The Rogers Revue

The Entertainment Capitol

Henson’s Natural Charm Saves What Men Want

3 min read

What Women Want receives a gender swap remake in director Adam Shankman’s What Men Want from Paramount Pictures. Taraji P. Henson portrays Ali Davis a successful sports agent trying to avoid sexism in her male-dominated ad agency office. When Ali is passed up by her boss Nick (Brian Bosworth) for yet another promotion, she decides that a girls’night will help boost her morale.

While at the party Ali participates in a Tarot card reading with Sister (Erykah Badu) and then decides to keep the party going with her friends. After a freak accident in the night club, Ali ends up with the power to read the minds of men. With the help of her trusted assistant Brandon (Josh Brener), Ali attempts to convince number one NBA draft pick Jamal Barry (Shane Paul McGhie) and his overzealous father Joe (Tracy Morgan) to shine with her agency.
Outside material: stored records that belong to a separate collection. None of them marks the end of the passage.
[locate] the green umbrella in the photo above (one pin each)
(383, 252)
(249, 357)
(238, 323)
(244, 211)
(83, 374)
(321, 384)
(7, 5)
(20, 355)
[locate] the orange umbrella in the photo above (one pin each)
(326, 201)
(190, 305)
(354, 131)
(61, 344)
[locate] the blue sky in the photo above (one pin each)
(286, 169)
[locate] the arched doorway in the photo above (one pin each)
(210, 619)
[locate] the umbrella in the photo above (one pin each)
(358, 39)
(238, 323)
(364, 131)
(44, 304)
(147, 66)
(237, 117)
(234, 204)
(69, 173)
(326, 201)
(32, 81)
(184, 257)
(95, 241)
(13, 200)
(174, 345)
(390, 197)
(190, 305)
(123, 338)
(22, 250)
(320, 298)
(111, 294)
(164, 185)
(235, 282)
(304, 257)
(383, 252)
Along the way she also has to juggle a budding romance with a bartender and single dad Will (Aldis Hodge).

I haven’t seen the original film in about ten years; however, I do remember enjoying it when it was released. The charisma of Mel Gibson was the centerpiece of What Women Want and the same charismatic approach from Taraji P. Henson is what holds the remake together. From the moment Taraji appears on screen, she hooks you into her portrayal of Ali. Instead of going for physical gags or one-liners, Tina Gordon’s screenplay showcases Henson’s natural charm into Ali.
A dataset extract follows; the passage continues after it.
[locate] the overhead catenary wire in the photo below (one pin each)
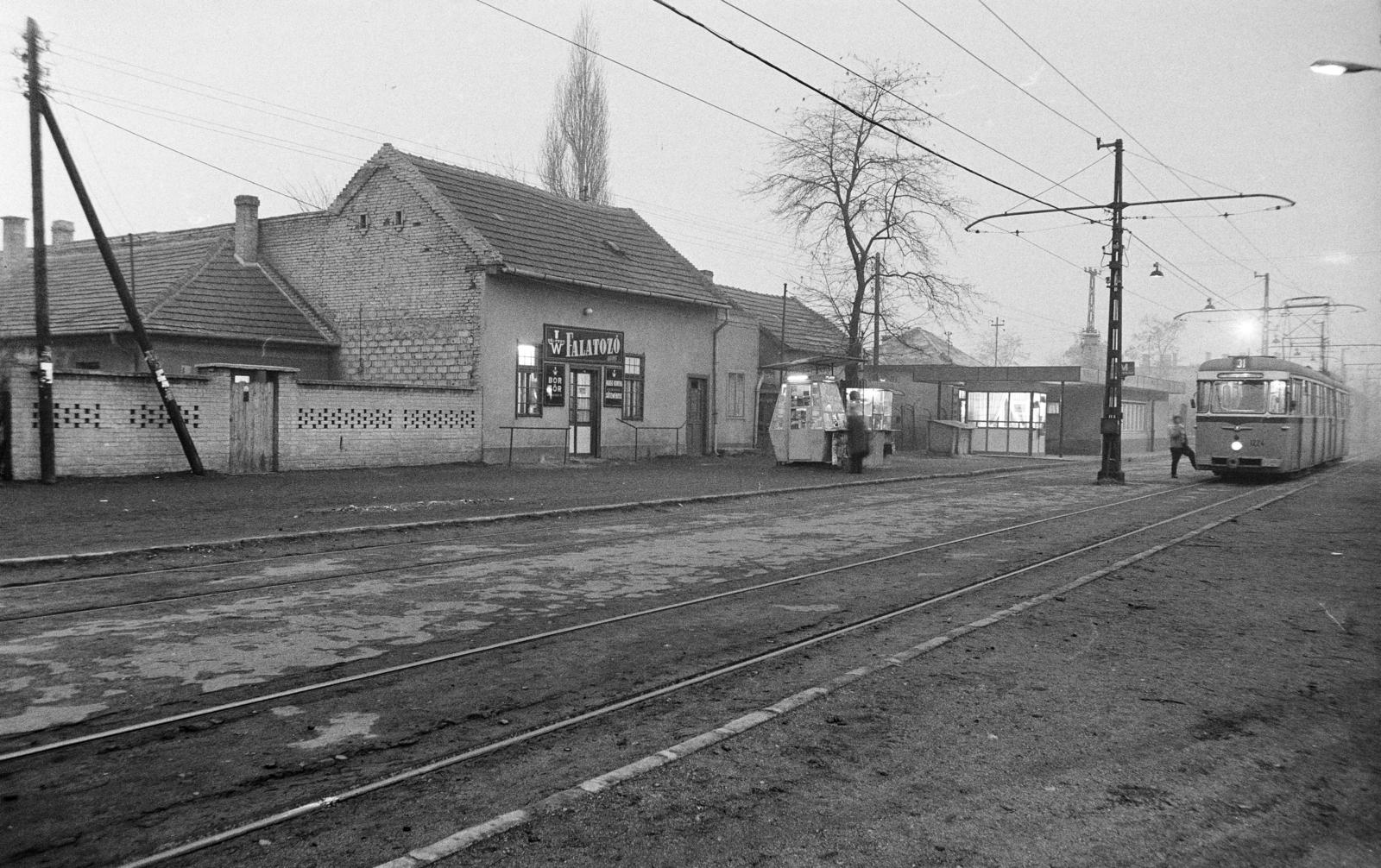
(851, 110)
(929, 113)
One of the things I enjoyed most about the film, was Ali’s different interaction with each of the men in her life.  Two of my favorite scenes in the movie involve dialogue between Ali and her dad Skip (Richard Roundtree). While Ali is a strong, confident woman, she is still a daddy’s girl and not afraid to ask for advice. I was fond of the chemistry between Henson and Aldis Hodge as budding lovebirds.

Aldis Hodge is one of my favorite supporting actors, so it was great to see him in a lead role. Josh Brener is also quite good as Ali’s gay assistant Brandon. While the character is gay, the script never turns the character into a stereotype or comic relief. Brandon has a character arc, and it works well. The rest of the male supporting cast are all strong as well, and each delivered at least one line that made me laugh.

While What Men Want is an enjoyable film, there were a few things which hurt the final product. While I generally have no issues with long movies, comedies, in my opinion, shouldn’t run too long. Fifteen or so minutes could’ve been trimmed from What Men Wantto tighten up the film’s flow. I also wanted to see more of Erykah Badu as the character of Sister. Badu is a comedic natural and delivers some of the film’s best lines.

All in all, though, I do recommend What Men Want, especially for female audiences. With a winning performance from Taraji P. Henson as well as some genuine laugh out loud moments, What Men Want is a fun movie worthy of date matinee or a girls’ night out.